Stable ocular surface was observed in nine patients (60.0%) and improvement
was observed in one eye (case 3). In 3 patients (case 1, 10 and 12)
keratoplasty was advised and one patient (case 13) was advised Evisceration. Conclusion: Preserved scleral graft in spontaneous and traumatic
corneoscleral perforations gives both functional and structural stability to
eyes. Keyword: Scleral patch graft, Corneoscleral perforations,
Visual acuity. |
Eye is a very delicate organ of the body so nature has protected
it in a very hard bony socket. Injuries to eye are a common cause of emergency attendance
and can vary from simple
corneal laceration to the
most devastating globe rupture1. Small self-sealing wounds are
easier to manage by patching and bandage contact lens whereas large defects may
need primary repair.
Around the world, corneal and scleral perforations are a common
cause of blindness2. Trauma is considered the most important cause
of unilateral vision loss and second major cause of corneal blindness in
developed countries3,4. In patients with severe visual loss it also
represents a profound psychological and economic trauma for patients and their
families. For preserving both structural and functional integrity of the globe a
simple and an effective method of scleral grafting with overlying conjunctival
or amniotic membrane was used5. Staphyloma formation, scleral
perforation, and uveal exposure can result after this treatment. Globe rupture
is also a risk factor in patients with pre-existing
scleral pathology during scleral buckling procedures6.

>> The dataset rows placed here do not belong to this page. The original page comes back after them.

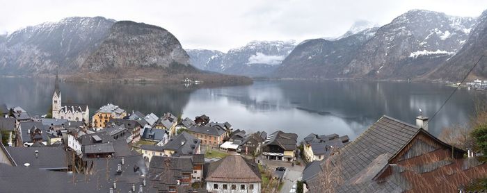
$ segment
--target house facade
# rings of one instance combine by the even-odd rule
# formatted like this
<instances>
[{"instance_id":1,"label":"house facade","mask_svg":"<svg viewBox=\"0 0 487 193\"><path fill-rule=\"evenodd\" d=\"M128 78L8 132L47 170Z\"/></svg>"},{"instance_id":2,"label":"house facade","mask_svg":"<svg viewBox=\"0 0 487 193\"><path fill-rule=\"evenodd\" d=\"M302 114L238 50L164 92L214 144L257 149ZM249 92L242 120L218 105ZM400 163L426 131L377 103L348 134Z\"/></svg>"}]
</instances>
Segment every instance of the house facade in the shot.
<instances>
[{"instance_id":1,"label":"house facade","mask_svg":"<svg viewBox=\"0 0 487 193\"><path fill-rule=\"evenodd\" d=\"M298 135L278 131L267 136L262 147L264 159L291 162L296 159Z\"/></svg>"},{"instance_id":2,"label":"house facade","mask_svg":"<svg viewBox=\"0 0 487 193\"><path fill-rule=\"evenodd\" d=\"M260 193L262 181L255 162L227 156L209 164L206 183L209 192Z\"/></svg>"},{"instance_id":3,"label":"house facade","mask_svg":"<svg viewBox=\"0 0 487 193\"><path fill-rule=\"evenodd\" d=\"M102 129L106 127L106 124L111 119L122 119L127 116L127 112L111 103L101 107L92 117L93 128Z\"/></svg>"},{"instance_id":4,"label":"house facade","mask_svg":"<svg viewBox=\"0 0 487 193\"><path fill-rule=\"evenodd\" d=\"M62 103L58 74L56 74L54 92L52 94L52 118L68 121L83 121L88 124L90 119L90 108L86 104Z\"/></svg>"}]
</instances>

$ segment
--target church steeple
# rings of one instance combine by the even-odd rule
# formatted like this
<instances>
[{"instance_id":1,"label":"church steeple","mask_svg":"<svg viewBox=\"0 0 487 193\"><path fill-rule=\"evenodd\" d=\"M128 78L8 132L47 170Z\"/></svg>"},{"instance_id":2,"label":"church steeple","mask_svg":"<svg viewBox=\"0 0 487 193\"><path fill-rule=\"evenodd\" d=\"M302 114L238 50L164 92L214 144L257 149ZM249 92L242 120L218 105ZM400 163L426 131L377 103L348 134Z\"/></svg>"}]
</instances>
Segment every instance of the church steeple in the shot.
<instances>
[{"instance_id":1,"label":"church steeple","mask_svg":"<svg viewBox=\"0 0 487 193\"><path fill-rule=\"evenodd\" d=\"M56 82L54 83L54 92L59 96L59 93L61 92L61 90L59 90L59 77L58 76L58 67L56 67Z\"/></svg>"}]
</instances>

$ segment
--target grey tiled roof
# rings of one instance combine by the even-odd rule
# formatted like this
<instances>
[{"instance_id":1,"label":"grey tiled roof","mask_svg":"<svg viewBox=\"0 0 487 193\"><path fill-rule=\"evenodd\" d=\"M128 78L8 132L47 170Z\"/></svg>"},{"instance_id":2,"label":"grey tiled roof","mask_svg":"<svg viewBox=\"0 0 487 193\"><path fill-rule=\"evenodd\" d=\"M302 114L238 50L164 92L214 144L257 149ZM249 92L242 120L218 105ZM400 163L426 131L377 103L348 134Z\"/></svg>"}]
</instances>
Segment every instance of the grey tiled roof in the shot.
<instances>
[{"instance_id":1,"label":"grey tiled roof","mask_svg":"<svg viewBox=\"0 0 487 193\"><path fill-rule=\"evenodd\" d=\"M189 128L188 131L213 136L220 136L227 132L225 129L220 127L208 126L193 126Z\"/></svg>"},{"instance_id":2,"label":"grey tiled roof","mask_svg":"<svg viewBox=\"0 0 487 193\"><path fill-rule=\"evenodd\" d=\"M176 151L176 155L193 154L200 143L200 140L184 131L173 137L164 149Z\"/></svg>"},{"instance_id":3,"label":"grey tiled roof","mask_svg":"<svg viewBox=\"0 0 487 193\"><path fill-rule=\"evenodd\" d=\"M0 117L0 131L15 131L15 119Z\"/></svg>"},{"instance_id":4,"label":"grey tiled roof","mask_svg":"<svg viewBox=\"0 0 487 193\"><path fill-rule=\"evenodd\" d=\"M372 179L382 169L377 166L383 165L384 160L387 164L387 160L401 151L420 131L415 126L383 116L357 139L330 157L329 159L340 164L340 173L346 181L339 192L358 192L361 191L360 188L379 185L372 181L360 185L356 181L359 178ZM310 180L312 186L319 182L317 178ZM394 189L394 187L381 188L385 190Z\"/></svg>"},{"instance_id":5,"label":"grey tiled roof","mask_svg":"<svg viewBox=\"0 0 487 193\"><path fill-rule=\"evenodd\" d=\"M17 166L24 167L29 163L31 167L43 169L61 169L67 168L66 152L58 147L6 147ZM38 157L35 158L35 151Z\"/></svg>"}]
</instances>

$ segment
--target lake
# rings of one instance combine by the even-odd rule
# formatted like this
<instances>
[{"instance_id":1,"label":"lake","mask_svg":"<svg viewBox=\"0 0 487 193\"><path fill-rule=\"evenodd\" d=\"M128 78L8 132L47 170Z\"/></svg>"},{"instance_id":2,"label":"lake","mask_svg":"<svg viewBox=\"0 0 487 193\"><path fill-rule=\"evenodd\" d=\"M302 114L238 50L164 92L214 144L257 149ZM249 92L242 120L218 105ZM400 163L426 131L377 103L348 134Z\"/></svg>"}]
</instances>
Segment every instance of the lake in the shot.
<instances>
[{"instance_id":1,"label":"lake","mask_svg":"<svg viewBox=\"0 0 487 193\"><path fill-rule=\"evenodd\" d=\"M0 103L19 106L31 115L46 114L54 78L0 78ZM356 138L383 115L415 123L419 109L431 117L454 90L438 84L382 81L255 81L253 85L186 87L163 84L61 83L63 102L88 104L90 113L108 103L131 112L165 112L254 132L337 133ZM468 121L485 94L459 90L429 124L441 130Z\"/></svg>"}]
</instances>

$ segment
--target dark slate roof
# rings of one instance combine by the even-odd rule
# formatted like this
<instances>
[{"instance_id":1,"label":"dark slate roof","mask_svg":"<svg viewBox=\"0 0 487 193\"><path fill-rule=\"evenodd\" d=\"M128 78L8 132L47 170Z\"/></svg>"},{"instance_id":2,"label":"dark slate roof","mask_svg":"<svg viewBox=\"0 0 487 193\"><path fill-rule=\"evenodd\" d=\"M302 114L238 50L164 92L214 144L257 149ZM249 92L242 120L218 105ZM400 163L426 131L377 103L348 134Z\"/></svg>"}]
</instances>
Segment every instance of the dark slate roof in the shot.
<instances>
[{"instance_id":1,"label":"dark slate roof","mask_svg":"<svg viewBox=\"0 0 487 193\"><path fill-rule=\"evenodd\" d=\"M166 131L159 128L146 128L141 137L142 139L161 141L164 139Z\"/></svg>"},{"instance_id":2,"label":"dark slate roof","mask_svg":"<svg viewBox=\"0 0 487 193\"><path fill-rule=\"evenodd\" d=\"M206 134L214 136L220 136L222 134L227 132L225 129L218 126L193 126L192 127L188 128L188 131L193 133Z\"/></svg>"},{"instance_id":3,"label":"dark slate roof","mask_svg":"<svg viewBox=\"0 0 487 193\"><path fill-rule=\"evenodd\" d=\"M200 140L184 131L170 139L164 145L164 149L176 151L175 156L193 154L196 153L196 148L200 143Z\"/></svg>"},{"instance_id":4,"label":"dark slate roof","mask_svg":"<svg viewBox=\"0 0 487 193\"><path fill-rule=\"evenodd\" d=\"M295 133L286 133L280 131L274 132L269 135L272 137L268 140L264 145L277 145L284 150L295 150L298 143L298 135Z\"/></svg>"},{"instance_id":5,"label":"dark slate roof","mask_svg":"<svg viewBox=\"0 0 487 193\"><path fill-rule=\"evenodd\" d=\"M360 188L367 185L376 185L372 181L362 184L356 184L355 181L359 178L362 178L362 181L367 181L364 178L374 178L387 165L388 160L399 152L420 131L415 126L383 116L357 139L328 158L340 163L342 167L340 173L345 182L339 192L360 192ZM308 180L315 190L319 183L319 178ZM381 188L394 189L393 187Z\"/></svg>"},{"instance_id":6,"label":"dark slate roof","mask_svg":"<svg viewBox=\"0 0 487 193\"><path fill-rule=\"evenodd\" d=\"M66 152L62 146L50 147L6 147L17 166L29 163L30 167L43 169L67 168ZM35 158L35 151L38 151Z\"/></svg>"},{"instance_id":7,"label":"dark slate roof","mask_svg":"<svg viewBox=\"0 0 487 193\"><path fill-rule=\"evenodd\" d=\"M150 150L150 151L164 151L164 147L161 146L157 146L157 145L141 145L141 149L142 150Z\"/></svg>"},{"instance_id":8,"label":"dark slate roof","mask_svg":"<svg viewBox=\"0 0 487 193\"><path fill-rule=\"evenodd\" d=\"M312 161L308 163L303 170L303 181L306 181L317 176L320 171L321 171L320 161Z\"/></svg>"},{"instance_id":9,"label":"dark slate roof","mask_svg":"<svg viewBox=\"0 0 487 193\"><path fill-rule=\"evenodd\" d=\"M113 143L101 143L83 146L84 153L115 153Z\"/></svg>"},{"instance_id":10,"label":"dark slate roof","mask_svg":"<svg viewBox=\"0 0 487 193\"><path fill-rule=\"evenodd\" d=\"M33 130L35 128L38 128L42 131L41 133L42 141L47 141L49 139L47 133L46 132L49 129L49 127L43 125L42 123L40 121L20 122L20 129L22 130L21 137L23 142L30 142L32 141L31 139L31 134L29 133L29 130Z\"/></svg>"},{"instance_id":11,"label":"dark slate roof","mask_svg":"<svg viewBox=\"0 0 487 193\"><path fill-rule=\"evenodd\" d=\"M15 119L0 117L0 131L15 131Z\"/></svg>"},{"instance_id":12,"label":"dark slate roof","mask_svg":"<svg viewBox=\"0 0 487 193\"><path fill-rule=\"evenodd\" d=\"M64 110L65 112L86 112L88 109L88 105L82 103L63 103L61 104L61 110Z\"/></svg>"},{"instance_id":13,"label":"dark slate roof","mask_svg":"<svg viewBox=\"0 0 487 193\"><path fill-rule=\"evenodd\" d=\"M195 125L196 123L195 123L195 121L191 120L191 119L189 119L189 117L186 117L186 118L184 118L184 119L182 119L181 121L181 123L179 123L179 124L184 126L186 128L189 128L192 126Z\"/></svg>"},{"instance_id":14,"label":"dark slate roof","mask_svg":"<svg viewBox=\"0 0 487 193\"><path fill-rule=\"evenodd\" d=\"M227 156L209 164L206 181L209 182L262 182L257 164L241 156Z\"/></svg>"}]
</instances>

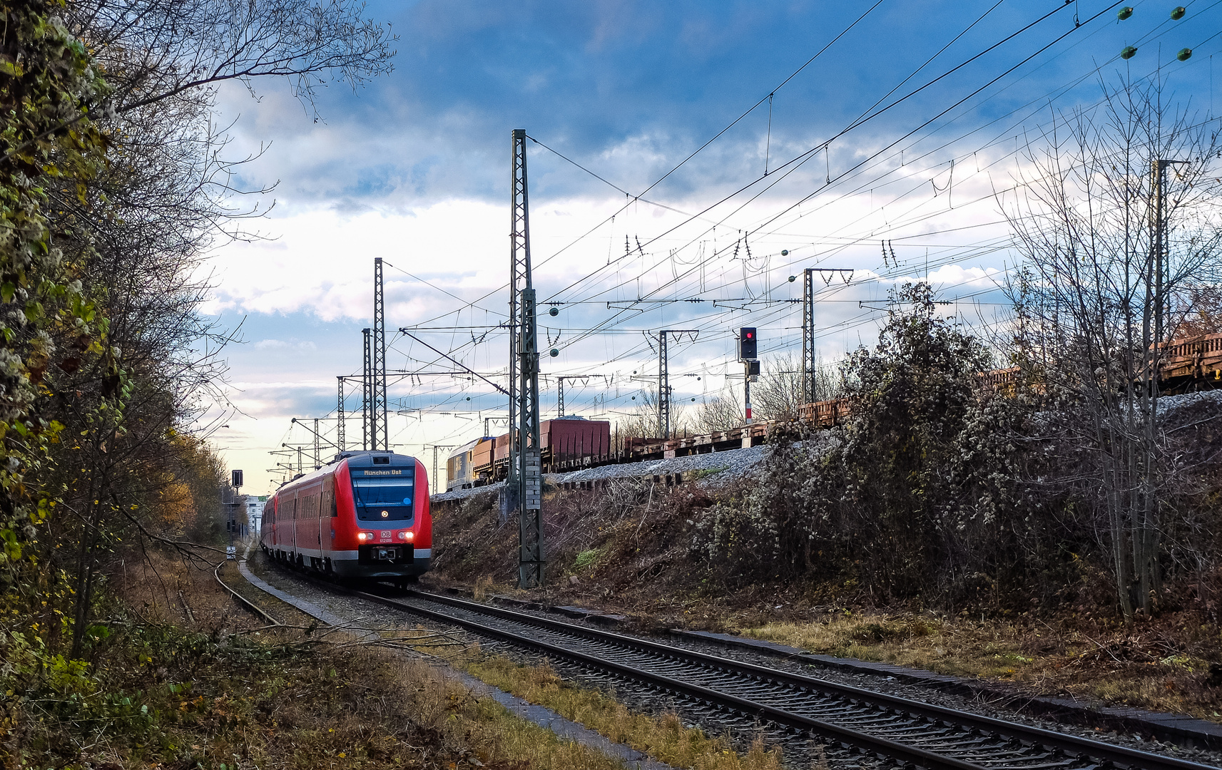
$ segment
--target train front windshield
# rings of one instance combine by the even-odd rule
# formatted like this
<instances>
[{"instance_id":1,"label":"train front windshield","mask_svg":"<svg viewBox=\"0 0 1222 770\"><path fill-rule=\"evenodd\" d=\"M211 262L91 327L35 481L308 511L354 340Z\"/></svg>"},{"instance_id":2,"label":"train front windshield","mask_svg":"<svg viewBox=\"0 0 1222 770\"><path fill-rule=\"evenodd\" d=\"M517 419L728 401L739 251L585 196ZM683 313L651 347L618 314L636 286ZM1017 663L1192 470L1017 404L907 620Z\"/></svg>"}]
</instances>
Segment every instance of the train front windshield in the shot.
<instances>
[{"instance_id":1,"label":"train front windshield","mask_svg":"<svg viewBox=\"0 0 1222 770\"><path fill-rule=\"evenodd\" d=\"M381 473L386 473L382 471ZM401 521L412 518L415 485L411 471L404 475L352 477L352 499L357 518L364 521Z\"/></svg>"}]
</instances>

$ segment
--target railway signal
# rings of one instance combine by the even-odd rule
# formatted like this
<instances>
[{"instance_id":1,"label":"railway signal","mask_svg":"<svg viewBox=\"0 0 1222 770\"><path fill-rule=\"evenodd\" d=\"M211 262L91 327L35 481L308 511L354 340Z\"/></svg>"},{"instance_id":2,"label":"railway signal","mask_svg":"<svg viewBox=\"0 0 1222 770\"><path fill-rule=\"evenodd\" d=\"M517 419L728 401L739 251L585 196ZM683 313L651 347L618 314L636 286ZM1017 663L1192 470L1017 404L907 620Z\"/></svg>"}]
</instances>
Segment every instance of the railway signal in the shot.
<instances>
[{"instance_id":1,"label":"railway signal","mask_svg":"<svg viewBox=\"0 0 1222 770\"><path fill-rule=\"evenodd\" d=\"M759 358L755 342L755 326L743 326L738 330L738 361Z\"/></svg>"},{"instance_id":2,"label":"railway signal","mask_svg":"<svg viewBox=\"0 0 1222 770\"><path fill-rule=\"evenodd\" d=\"M743 362L743 405L747 409L748 425L752 424L752 383L760 373L758 343L759 334L755 326L742 326L738 330L738 361Z\"/></svg>"}]
</instances>

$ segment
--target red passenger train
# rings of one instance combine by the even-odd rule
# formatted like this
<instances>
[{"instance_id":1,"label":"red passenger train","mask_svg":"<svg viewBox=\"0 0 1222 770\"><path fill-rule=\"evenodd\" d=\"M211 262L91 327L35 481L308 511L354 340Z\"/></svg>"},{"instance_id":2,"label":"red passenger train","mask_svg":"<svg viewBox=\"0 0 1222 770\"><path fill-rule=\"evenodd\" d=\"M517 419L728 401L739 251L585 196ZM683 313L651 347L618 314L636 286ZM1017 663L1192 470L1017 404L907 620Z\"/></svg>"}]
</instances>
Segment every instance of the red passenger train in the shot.
<instances>
[{"instance_id":1,"label":"red passenger train","mask_svg":"<svg viewBox=\"0 0 1222 770\"><path fill-rule=\"evenodd\" d=\"M263 511L263 551L302 570L403 583L433 560L429 478L414 457L341 452L277 489Z\"/></svg>"}]
</instances>

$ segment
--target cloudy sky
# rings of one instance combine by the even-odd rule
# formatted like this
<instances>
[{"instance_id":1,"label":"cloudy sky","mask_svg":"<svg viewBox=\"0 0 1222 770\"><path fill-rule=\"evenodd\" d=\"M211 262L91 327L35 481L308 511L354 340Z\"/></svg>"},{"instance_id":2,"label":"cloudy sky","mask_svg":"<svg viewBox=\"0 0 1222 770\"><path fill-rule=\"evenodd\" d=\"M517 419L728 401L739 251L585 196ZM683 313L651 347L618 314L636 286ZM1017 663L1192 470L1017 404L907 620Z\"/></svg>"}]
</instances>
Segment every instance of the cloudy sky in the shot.
<instances>
[{"instance_id":1,"label":"cloudy sky","mask_svg":"<svg viewBox=\"0 0 1222 770\"><path fill-rule=\"evenodd\" d=\"M290 462L269 451L313 441L291 418L321 418L335 440L375 257L390 330L503 374L513 128L532 137L534 282L558 308L540 330L560 351L545 418L557 375L591 375L566 383L567 412L631 414L662 329L697 330L671 343L689 409L742 386L726 379L738 326L760 328L766 362L799 354L803 268L837 270L819 281L826 361L871 343L888 290L925 276L947 315L987 334L1017 259L1002 208L1053 116L1095 109L1101 81L1156 75L1169 101L1212 109L1218 0L1184 2L1179 21L1174 2L1127 2L1127 21L1108 0L369 2L398 35L395 71L332 84L320 120L282 84L221 95L231 154L258 153L240 182L274 186L246 203L274 208L248 224L259 238L207 264L207 309L243 340L213 441L265 493ZM433 445L483 434L484 418L503 430L491 386L428 374L455 367L389 339L389 368L408 373L391 378L398 451L431 464ZM349 387L349 411L358 398ZM349 444L359 430L349 414Z\"/></svg>"}]
</instances>

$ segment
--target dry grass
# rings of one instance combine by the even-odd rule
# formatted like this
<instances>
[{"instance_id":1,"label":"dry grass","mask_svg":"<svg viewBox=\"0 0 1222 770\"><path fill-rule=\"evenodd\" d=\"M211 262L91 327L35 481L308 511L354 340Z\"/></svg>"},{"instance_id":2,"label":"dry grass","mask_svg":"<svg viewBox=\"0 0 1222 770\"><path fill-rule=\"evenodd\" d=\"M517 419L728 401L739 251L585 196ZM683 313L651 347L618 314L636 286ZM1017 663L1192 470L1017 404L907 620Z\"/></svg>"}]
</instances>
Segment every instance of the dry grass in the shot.
<instances>
[{"instance_id":1,"label":"dry grass","mask_svg":"<svg viewBox=\"0 0 1222 770\"><path fill-rule=\"evenodd\" d=\"M1222 721L1222 688L1211 675L1209 629L1167 614L1123 626L916 614L830 614L822 622L771 622L741 629L822 655L857 658L956 676L1017 682L1047 695ZM1204 628L1204 631L1202 631Z\"/></svg>"},{"instance_id":2,"label":"dry grass","mask_svg":"<svg viewBox=\"0 0 1222 770\"><path fill-rule=\"evenodd\" d=\"M226 571L240 588L232 565ZM0 724L0 766L623 766L472 697L422 659L262 627L210 570L153 554L111 585L120 594L111 633L90 650L87 677L70 683L73 692L49 678L29 682L28 698ZM282 621L302 620L262 593L257 600Z\"/></svg>"},{"instance_id":3,"label":"dry grass","mask_svg":"<svg viewBox=\"0 0 1222 770\"><path fill-rule=\"evenodd\" d=\"M694 770L781 770L781 749L756 738L747 753L734 752L725 737L684 727L677 714L653 716L629 710L596 689L561 680L550 666L525 666L502 656L480 656L464 667L484 682L545 705L607 738L676 768Z\"/></svg>"},{"instance_id":4,"label":"dry grass","mask_svg":"<svg viewBox=\"0 0 1222 770\"><path fill-rule=\"evenodd\" d=\"M730 589L688 551L693 522L710 499L689 484L623 483L547 497L551 579L541 589L516 592L514 541L503 538L490 500L470 499L439 513L440 557L426 579L478 583L480 595L622 614L640 631L739 632L820 654L1004 681L1024 694L1222 721L1222 627L1209 607L1189 600L1191 585L1168 587L1167 609L1129 626L1100 609L1089 590L1078 606L993 607L981 617L979 609L970 616L879 610L869 596L832 583Z\"/></svg>"}]
</instances>

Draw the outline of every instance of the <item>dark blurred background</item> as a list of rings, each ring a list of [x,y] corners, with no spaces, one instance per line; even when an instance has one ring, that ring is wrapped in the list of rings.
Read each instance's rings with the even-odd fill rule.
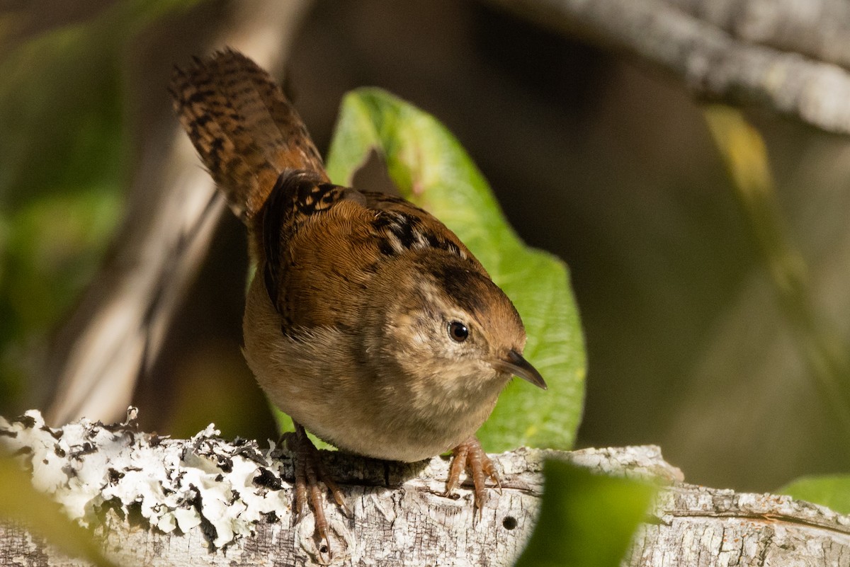
[[[137,150],[171,143],[145,117],[167,115],[171,65],[202,55],[203,35],[239,9],[141,3],[0,2],[0,414],[47,403],[39,368],[117,253]],[[738,490],[847,470],[847,439],[677,80],[486,3],[320,1],[296,29],[286,83],[320,149],[344,93],[386,88],[443,121],[522,238],[567,261],[588,351],[580,446],[659,444],[688,480]],[[747,115],[813,308],[847,350],[850,145]],[[225,435],[275,436],[240,352],[243,230],[223,218],[138,384],[150,429],[214,421]]]

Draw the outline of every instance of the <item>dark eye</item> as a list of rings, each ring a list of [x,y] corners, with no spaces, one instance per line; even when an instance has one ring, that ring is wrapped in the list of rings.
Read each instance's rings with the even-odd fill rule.
[[[462,343],[469,336],[469,329],[460,321],[452,321],[449,323],[449,336],[453,340]]]

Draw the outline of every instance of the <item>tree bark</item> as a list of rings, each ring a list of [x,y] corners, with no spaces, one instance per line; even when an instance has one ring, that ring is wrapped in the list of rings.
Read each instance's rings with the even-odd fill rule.
[[[0,418],[0,448],[28,463],[34,485],[93,527],[117,564],[320,564],[313,515],[293,521],[288,452],[216,435],[211,425],[190,440],[163,439],[132,419],[53,429],[37,412]],[[496,458],[502,493],[493,491],[475,519],[468,484],[458,497],[443,495],[445,458],[404,464],[325,452],[352,513],[326,506],[332,564],[511,565],[535,526],[543,462],[559,458],[661,485],[623,565],[850,564],[850,517],[789,497],[688,485],[655,446],[520,448]],[[90,564],[7,523],[0,564]]]
[[[850,7],[840,0],[490,0],[625,51],[694,96],[850,133]]]

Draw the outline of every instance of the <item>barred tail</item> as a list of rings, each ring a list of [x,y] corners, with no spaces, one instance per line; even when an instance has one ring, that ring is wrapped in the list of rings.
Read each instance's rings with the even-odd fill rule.
[[[286,169],[327,175],[295,109],[269,74],[226,49],[175,68],[180,123],[233,211],[248,223]]]

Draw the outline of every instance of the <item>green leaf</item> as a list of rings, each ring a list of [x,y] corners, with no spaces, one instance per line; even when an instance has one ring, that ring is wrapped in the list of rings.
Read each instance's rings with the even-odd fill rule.
[[[850,514],[850,474],[802,476],[776,492]]]
[[[564,461],[543,472],[540,519],[516,567],[619,567],[655,488]]]
[[[485,448],[571,447],[581,416],[585,351],[566,265],[522,243],[480,171],[434,117],[365,88],[343,102],[327,160],[331,178],[351,184],[372,150],[401,195],[453,230],[511,298],[529,336],[525,357],[549,385],[542,391],[513,380],[479,432]]]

As scleral graft is readily available from the cadaveric corneal
button it can be used in cases of emergency where other materials are difficult
to seek7. Scleral graft obtained from donor eyes can be preserved
for months and is strong with high tensile strength. Donor sclera was observed
with rare rejections by the host8. It is avascular and is well
tolerated with little inflammatory reaction9. It has long shelf life
and because of its color it is cosmetically most acceptable. Use of Scleral grafting
is not limited to globe rupture but can also be used in various conditions of
impending globe rupture such as scleral thinning after pterygium excision, high
myopia, scleral ectasia, necrotizing scleritis systemic vasculitis etc. to
reinforce thin sclera and prevent uveal prolapse10. Nowadays, for
managing such dreadful conditions homograft and auto grafts are gaining success,
to close the defect and make eye water-tight and restore the tectonic stability
of eye and prevent the eye from endophthalmitis11. Surgeons from
different parts of world use different grafts for this purpose, but none are
superior to the other5,12,5. Other commonly used grafting materials are
fascia lata, periosteum, skin, amniotic membrane, autologous and homologous
sclera13.
In this study, homologous sclera was used as the graft. The aim of
our study was to study efficacy of scleral patch graft
in spontaneous and traumatic corneoscleral perforations.
MATERIAL AND METHODS
The study was an interventional
case series conducted between March 2017
and August 2017. Patients admitted in the Ophthalmology
ward, Civil hospital Karachi, Unit 2 from emergency or outpatient department
(OPD) with spontaneous or traumatic corneoscleral perforation and eligible for
scleral patch graft were included in the study.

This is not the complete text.